In the 80’s I remember media reports about high call volume on Mother’s Day and having the experience of picking up the phone (yes, a land line), dialing my Mom and promptly getting the “I’m sorry all circuits are busy now” recorded message.

For those of us living a distance from our moms, the telephone was the most interactive way to connect. Sure we sent cards too, but who else in the world wants to hear your voice, and if possible, look into your lovely face more than Mom? New technology and devices have provided new channels for all of us to reach out to Mom and it seems that we are doing so–and not just on Mother’s Day.

Some 2006 data by the Pew Internet and American Life study showed that children weren’t calling on Mother’s Day was declining because with more communication channels they were talking to Mom more! Facetime, Skype and other videocalling programs are providing an even richer experience when Mom lives apart from her children. I have had recent conversations with three women over age 60 for whom these channels have become a wonderful means of interacting with and watching grandchildren and great grandchildren change and grow.

Mature adults may not text in ubiquity like some younger generations but they are adopting the communication form more and more. It is no substitute for the sound of your voice or the gleam in your eye, but sending images that you know would make Mom smile provides another way to connect if Mom is a texter. As people 50+ adopt new social and mobile forms of communication their children and grandchildren sometimes choose to move on to other channels to avoid interaction.

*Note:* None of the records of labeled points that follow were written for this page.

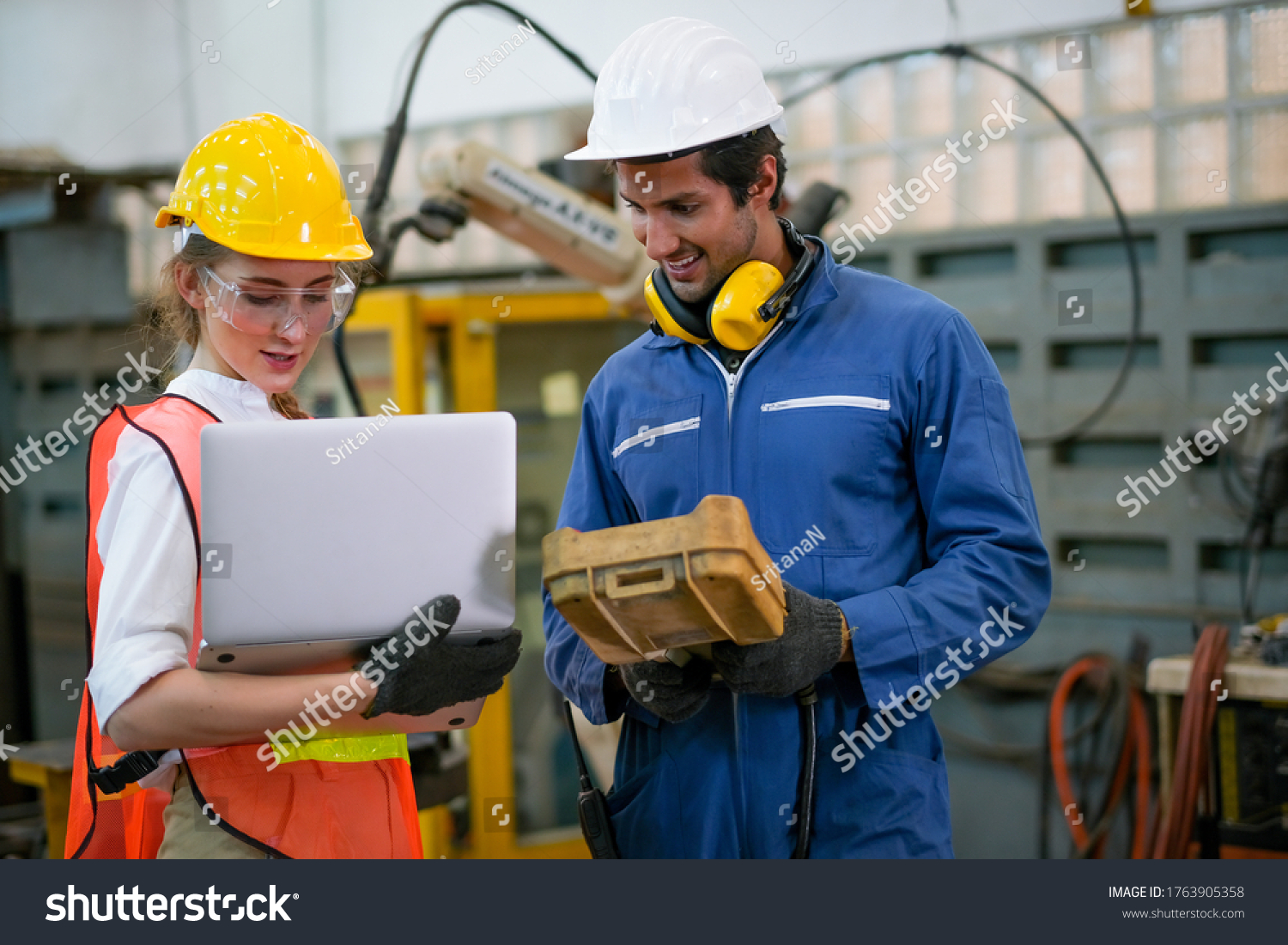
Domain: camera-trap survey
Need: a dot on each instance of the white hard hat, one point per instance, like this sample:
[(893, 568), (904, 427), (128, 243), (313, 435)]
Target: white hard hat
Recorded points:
[(674, 87)]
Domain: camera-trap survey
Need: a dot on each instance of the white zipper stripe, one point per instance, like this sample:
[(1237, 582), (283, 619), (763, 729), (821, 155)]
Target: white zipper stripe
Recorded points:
[(870, 403), (649, 433)]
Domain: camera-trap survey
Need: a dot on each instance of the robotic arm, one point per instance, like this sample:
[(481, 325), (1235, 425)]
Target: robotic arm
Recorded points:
[(571, 231)]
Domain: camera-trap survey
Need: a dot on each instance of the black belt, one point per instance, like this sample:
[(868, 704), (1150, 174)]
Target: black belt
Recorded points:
[(131, 767)]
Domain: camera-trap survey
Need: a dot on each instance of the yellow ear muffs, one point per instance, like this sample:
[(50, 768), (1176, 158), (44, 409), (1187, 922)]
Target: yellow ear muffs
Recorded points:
[(657, 294), (734, 317)]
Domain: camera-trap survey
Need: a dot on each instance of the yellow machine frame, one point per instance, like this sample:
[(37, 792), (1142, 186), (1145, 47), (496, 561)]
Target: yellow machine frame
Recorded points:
[(471, 322)]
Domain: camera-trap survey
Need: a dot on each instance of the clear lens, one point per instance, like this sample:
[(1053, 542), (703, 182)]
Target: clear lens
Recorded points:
[(270, 311)]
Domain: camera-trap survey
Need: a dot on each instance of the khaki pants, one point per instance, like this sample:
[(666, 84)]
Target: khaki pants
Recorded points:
[(191, 836)]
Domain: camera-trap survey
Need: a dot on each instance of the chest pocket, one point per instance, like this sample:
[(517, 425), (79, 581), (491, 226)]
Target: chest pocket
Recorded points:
[(822, 442), (656, 455)]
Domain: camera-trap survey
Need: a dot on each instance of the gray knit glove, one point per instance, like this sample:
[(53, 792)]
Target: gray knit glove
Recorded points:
[(667, 690), (430, 674), (811, 643)]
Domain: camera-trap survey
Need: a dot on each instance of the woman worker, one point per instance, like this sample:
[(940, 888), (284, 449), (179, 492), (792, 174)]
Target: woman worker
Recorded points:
[(265, 263)]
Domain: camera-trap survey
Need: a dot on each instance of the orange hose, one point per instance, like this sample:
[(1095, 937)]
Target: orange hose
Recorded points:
[(1193, 746), (1059, 764), (1135, 742)]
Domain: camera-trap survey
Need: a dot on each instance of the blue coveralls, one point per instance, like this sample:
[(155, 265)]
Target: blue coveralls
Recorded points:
[(875, 416)]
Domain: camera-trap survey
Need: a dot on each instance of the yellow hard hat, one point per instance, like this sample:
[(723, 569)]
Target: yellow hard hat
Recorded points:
[(265, 187)]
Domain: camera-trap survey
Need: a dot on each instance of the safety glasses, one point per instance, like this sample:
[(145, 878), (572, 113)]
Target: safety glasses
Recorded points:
[(270, 311)]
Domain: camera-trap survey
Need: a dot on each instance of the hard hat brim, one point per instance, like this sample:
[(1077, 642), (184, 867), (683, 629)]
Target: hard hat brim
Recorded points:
[(603, 152)]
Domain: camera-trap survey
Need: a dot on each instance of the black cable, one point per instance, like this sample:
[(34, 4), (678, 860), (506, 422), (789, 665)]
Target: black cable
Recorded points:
[(960, 51), (397, 129), (394, 136), (342, 360), (808, 702)]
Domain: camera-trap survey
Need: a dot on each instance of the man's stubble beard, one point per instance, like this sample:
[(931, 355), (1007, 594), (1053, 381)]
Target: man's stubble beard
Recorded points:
[(744, 226)]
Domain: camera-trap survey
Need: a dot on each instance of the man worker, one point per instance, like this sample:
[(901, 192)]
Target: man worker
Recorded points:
[(870, 414)]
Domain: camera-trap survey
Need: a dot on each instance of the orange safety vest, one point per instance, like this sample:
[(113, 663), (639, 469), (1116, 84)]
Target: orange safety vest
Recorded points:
[(324, 803)]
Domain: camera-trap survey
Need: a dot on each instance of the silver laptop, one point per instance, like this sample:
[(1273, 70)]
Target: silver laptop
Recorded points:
[(319, 537)]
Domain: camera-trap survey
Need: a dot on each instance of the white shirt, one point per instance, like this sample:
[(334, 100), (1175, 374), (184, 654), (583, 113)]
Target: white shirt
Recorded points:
[(144, 540)]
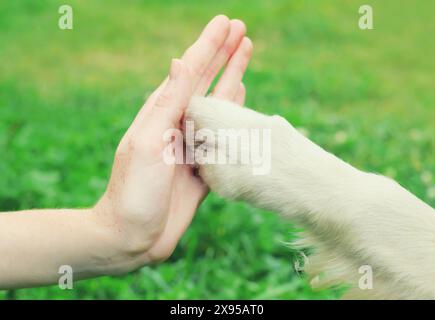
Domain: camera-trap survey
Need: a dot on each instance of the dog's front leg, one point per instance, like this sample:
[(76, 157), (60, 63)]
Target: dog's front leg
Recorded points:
[(354, 219)]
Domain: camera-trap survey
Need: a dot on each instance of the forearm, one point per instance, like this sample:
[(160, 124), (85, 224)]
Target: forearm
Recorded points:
[(34, 244)]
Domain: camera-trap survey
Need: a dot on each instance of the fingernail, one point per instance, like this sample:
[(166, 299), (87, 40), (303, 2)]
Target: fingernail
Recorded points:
[(175, 69)]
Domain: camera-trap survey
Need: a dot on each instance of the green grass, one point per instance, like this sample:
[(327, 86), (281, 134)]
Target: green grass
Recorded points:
[(66, 97)]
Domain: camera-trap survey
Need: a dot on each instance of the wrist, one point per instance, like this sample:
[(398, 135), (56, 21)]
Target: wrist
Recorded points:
[(117, 254)]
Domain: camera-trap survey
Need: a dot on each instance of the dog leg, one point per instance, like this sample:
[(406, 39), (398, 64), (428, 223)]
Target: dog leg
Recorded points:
[(354, 220)]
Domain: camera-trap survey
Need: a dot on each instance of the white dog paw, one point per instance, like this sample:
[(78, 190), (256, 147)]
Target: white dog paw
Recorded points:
[(233, 146)]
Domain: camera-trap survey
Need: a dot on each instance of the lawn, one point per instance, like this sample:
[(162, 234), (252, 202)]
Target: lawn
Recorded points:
[(66, 97)]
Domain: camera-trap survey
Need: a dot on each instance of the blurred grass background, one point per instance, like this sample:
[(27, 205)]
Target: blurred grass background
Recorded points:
[(66, 97)]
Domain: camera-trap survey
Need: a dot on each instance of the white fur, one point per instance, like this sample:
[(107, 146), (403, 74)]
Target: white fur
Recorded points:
[(351, 218)]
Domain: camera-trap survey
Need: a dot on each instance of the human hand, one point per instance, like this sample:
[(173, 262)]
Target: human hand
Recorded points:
[(148, 203)]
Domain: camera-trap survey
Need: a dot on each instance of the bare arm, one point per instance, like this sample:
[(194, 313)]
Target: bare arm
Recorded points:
[(148, 203)]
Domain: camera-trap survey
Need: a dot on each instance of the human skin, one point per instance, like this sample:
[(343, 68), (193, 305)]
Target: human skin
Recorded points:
[(148, 204)]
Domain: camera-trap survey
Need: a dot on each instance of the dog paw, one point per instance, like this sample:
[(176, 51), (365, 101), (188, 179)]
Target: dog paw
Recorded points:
[(233, 146)]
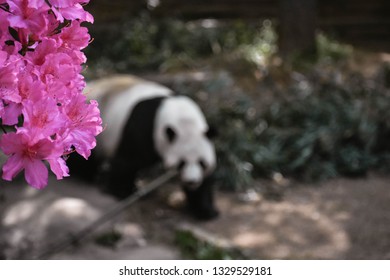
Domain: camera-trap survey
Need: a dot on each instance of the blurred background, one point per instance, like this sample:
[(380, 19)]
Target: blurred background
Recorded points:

Amy with daughter, mom and grandma
Blogger Amy (right) with (from left) her mom Bonnie, grandmother Jean, and daughter Amanda

Sherry Turkle’s book Alone Together chronicles some of the woes of older children who regret showing Mom how to text or Facebook. As with most mothering tasks, staying connected is a delicate balancing act. Turns out new research by Catherine Steiner-Adair says moms my age (you’ll have to guess) and younger don’t have that balancing act perfected according to their children. Steiner-Adair’s new book The Big Disconnect reports that children ages 8 to 24 are eager to be seen and heard by Mom–whose attention is now often co-opted by the device in her hands. The place I see this phenomena most dramatically played out is on the playground. When my children frequented playgrounds I definitely took full advantage of some ‘me’ time as I sat on a park bench and observed the children and had some time to think my own thoughts. But my peers and I were present and at least appearing to pay attention as the children did what children do at playgrounds–shout out “Mom! Mom! Look at me!” So eager to show us their latest trick.

In the last three years my trips to playgrounds have become less frequent but when I visit one I find it is commonplace for moms to be sitting on the park bench completely engaged in surfing or texting while impatiently and half heartedly responding to their children’s increasing pleas to “Look at me!”

This Mother’s Day it is my hope for all mothers and children to give each other the gift of real attention–after all, it seems as though connecting with others drives many of us to be so hungrily drawn to these devices. Perhaps the gift of genuine connection can help fill some of our longing.

Happy Mother’s Day to one and all, but most especially, my awesome Mom, Bonnie!